In general I bake a loaf of bread each weekend. Last weekend I began my challenge with Anadama bread, which is a (deceivingly) simple sandwich loaf defined by its inclusion of cornmeal and molasses. Unfortunately mine was a bit of a flop. There were a few issues, ultimately causing it to be too tough and a little bland.
One: Peter Reinhart urges me to use instant yeast rather than active dry yeast. I really dig active dry yeast, but I thought I'd give instant a chance. Instant yeast comes in smaller granules and can be mixed directly into the dry ingredients. You use less of it than you would active dry, and it takes a bit longer to fully activate. The longer activation time, combined with the low temperature of my apartment caused the dough to rise extremely slowly. So slowly (four hours) that I figured it had finished rising. It hadn't!
Two: I paused my cooking to go ice skating and refrigerated the dough after the first rise. When I removed my dough from the fridge, it had formed this dry, crusty shell on the outside. I sprayed it with water and cut a slit in the top, but it was still pretty stiff. This might have prevented the loaf from fully expanding.
SO. This weekend (yesterday), I set out to learn from my mistakes and master Artos bread (Greek celebration bread). The recipe required that I make a starter dough with flour, yeast and water. I was supposed to let it sit for 3-4 hours until foamy and bubbly, then refrigerate overnight. Four hours passed and the mixture looked about the same, so I left it a bit longer. Eventually I forgot about it and went to sleep. This morning I discovered it on my kitchen countertop, gooey and deflated. It had the consistency of glue. Too heartbroken to start again, I decided to skip ahead to the only quick bread in BBA: corn bread.
Here is the recipe on another blog.
This corn bread gains my approval for its inclusion of corn kernels and honey. In the original recipe, Reinhart loads the bread with crispy bacon strips and greases the pan with bacon fat. This sounded a little revolting to me and so I left the bacon out. I also swapped the buttermilk for soy milk and the eggs for ground flax sees and water. I forgot to change the soymilk into butter-soy-milk, so I just added a little lemon juice to the dough in the end. I don't know if it actually had an effect.

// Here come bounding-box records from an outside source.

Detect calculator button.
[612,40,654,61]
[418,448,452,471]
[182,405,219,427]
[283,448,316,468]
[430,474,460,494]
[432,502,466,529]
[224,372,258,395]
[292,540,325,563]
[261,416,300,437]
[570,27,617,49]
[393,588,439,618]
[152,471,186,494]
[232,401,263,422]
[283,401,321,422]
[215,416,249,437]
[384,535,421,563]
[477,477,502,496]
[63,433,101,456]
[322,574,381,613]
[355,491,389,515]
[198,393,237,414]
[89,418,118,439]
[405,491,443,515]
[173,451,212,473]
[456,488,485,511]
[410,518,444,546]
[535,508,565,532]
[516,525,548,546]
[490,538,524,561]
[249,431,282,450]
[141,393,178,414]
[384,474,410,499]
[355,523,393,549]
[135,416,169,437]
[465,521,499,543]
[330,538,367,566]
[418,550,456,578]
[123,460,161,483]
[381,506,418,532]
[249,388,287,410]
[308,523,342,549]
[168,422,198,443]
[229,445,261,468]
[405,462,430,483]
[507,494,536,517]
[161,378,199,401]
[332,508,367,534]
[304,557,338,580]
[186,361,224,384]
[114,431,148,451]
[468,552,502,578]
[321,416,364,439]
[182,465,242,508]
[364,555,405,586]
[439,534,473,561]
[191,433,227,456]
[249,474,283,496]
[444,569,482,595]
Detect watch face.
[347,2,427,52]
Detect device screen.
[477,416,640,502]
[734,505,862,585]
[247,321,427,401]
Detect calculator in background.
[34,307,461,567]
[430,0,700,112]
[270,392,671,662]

Reinhart also suggests that I mix the polenta and buttermilk first and leave them overnight to develop the flavors. I wanted some instant gratification after ruining my Artos starter dough, so I skipped this step and made everything together in a few hours.
It turned out GREAT, by the way. Very moist, hearty, a little sweet, and crispy on top. It's not an everyday corn bread, the type I would drizzle honey onto or dip into a bowl of chili. This is more a standalone cornbread, similar to my mom's corn casserole. I see it suited very well for holiday-style potlucks or alongside some veggies for lunch.